Regal Entertainment Group, which has long been one of the most successful movie theater chains in the United States, will no longer be a U.S.-owned company from this point forward. The British corporation Cineworld announced Tuesday that it’s agreed to purchase Regal for $3.6 billion in a move that will greatly expand the geographic footprint of the European cinema titan.

The New York Times reported that Cineworld is making the move in an effort to better compete with AMC Entertainment, another popular U.S. brand that’s under foreign control. AMC is owned by the Chinese conglomerate Dalian Wanda. Together, Cineworld and Regal will form a company that owns 9,500 total movie screens spanning 10 different countries.

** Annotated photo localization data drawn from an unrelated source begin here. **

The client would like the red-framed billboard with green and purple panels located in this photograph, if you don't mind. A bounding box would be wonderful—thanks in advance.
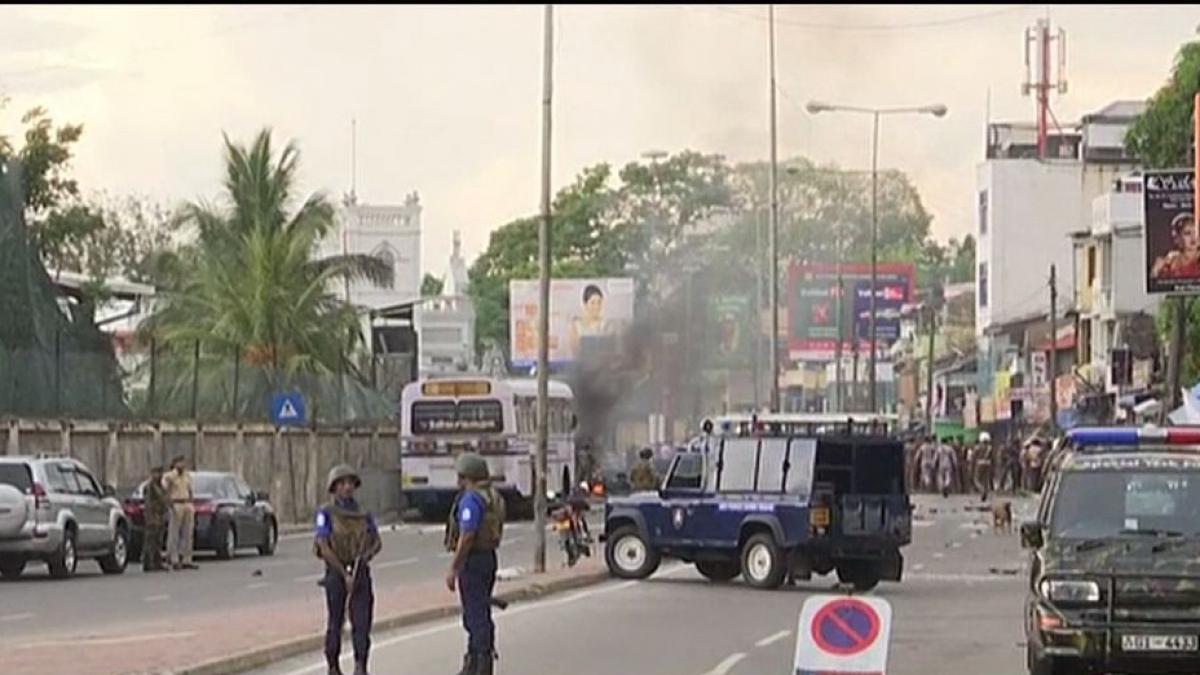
[787,263,914,362]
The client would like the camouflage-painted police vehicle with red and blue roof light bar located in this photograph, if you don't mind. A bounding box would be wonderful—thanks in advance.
[1021,426,1200,675]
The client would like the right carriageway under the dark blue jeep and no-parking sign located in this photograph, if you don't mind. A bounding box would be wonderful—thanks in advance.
[250,497,1032,675]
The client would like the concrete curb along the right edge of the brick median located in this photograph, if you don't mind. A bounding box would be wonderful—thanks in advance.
[168,569,608,675]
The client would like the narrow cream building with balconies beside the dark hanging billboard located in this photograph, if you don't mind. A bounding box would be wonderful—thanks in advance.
[1073,174,1158,394]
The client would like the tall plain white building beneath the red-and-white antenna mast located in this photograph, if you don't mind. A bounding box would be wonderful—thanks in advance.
[976,101,1145,408]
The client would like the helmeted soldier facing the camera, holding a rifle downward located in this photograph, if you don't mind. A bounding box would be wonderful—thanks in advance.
[313,464,383,675]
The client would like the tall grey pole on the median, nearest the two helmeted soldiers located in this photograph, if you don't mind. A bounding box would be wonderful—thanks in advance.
[533,5,554,574]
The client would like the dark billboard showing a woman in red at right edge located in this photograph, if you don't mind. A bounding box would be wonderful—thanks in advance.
[1142,171,1200,293]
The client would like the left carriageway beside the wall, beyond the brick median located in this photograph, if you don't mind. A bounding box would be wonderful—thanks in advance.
[0,511,592,649]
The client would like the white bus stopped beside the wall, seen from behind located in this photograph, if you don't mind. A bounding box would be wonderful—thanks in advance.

“Regal is a great business and provides Cineworld with the optimal platform on which we can continue our growth strategy,” Cineworld chief executive Mooky Greidinger said, according to the Times. “Consolidation is an important move forward, and the best practice we have successfully rolled out across Europe will be the key driver [of] continued success.”

This deal came together quickly, as it was only initially reported last week that the two companies were in advanced discussions regarding the merger. The terms of the deal stipulate that Cineworld will buy Regal for $23 per share. On December 7 at 1 p.m. ET, Regal’s stock was trading at $22.58 per share.

In making this purchase, Cineworld also acquires the rights to Regal’s most popular theater brand names, including Regal Cinemas, United Artists, and Hollywood Theaters.

This purchase comes at a difficult time for the movie industry, as theaters are fighting for consumers’ attention and money in an increasingly crowded entertainment marketplace. Despite the popularity of superhero blockbusters like Wonder Woman and Guardians of the Galaxy Vol. 2, box office revenues overall in the U.S. are down this year, and Cineworld now faces the challenge of keeping its new American business profitable.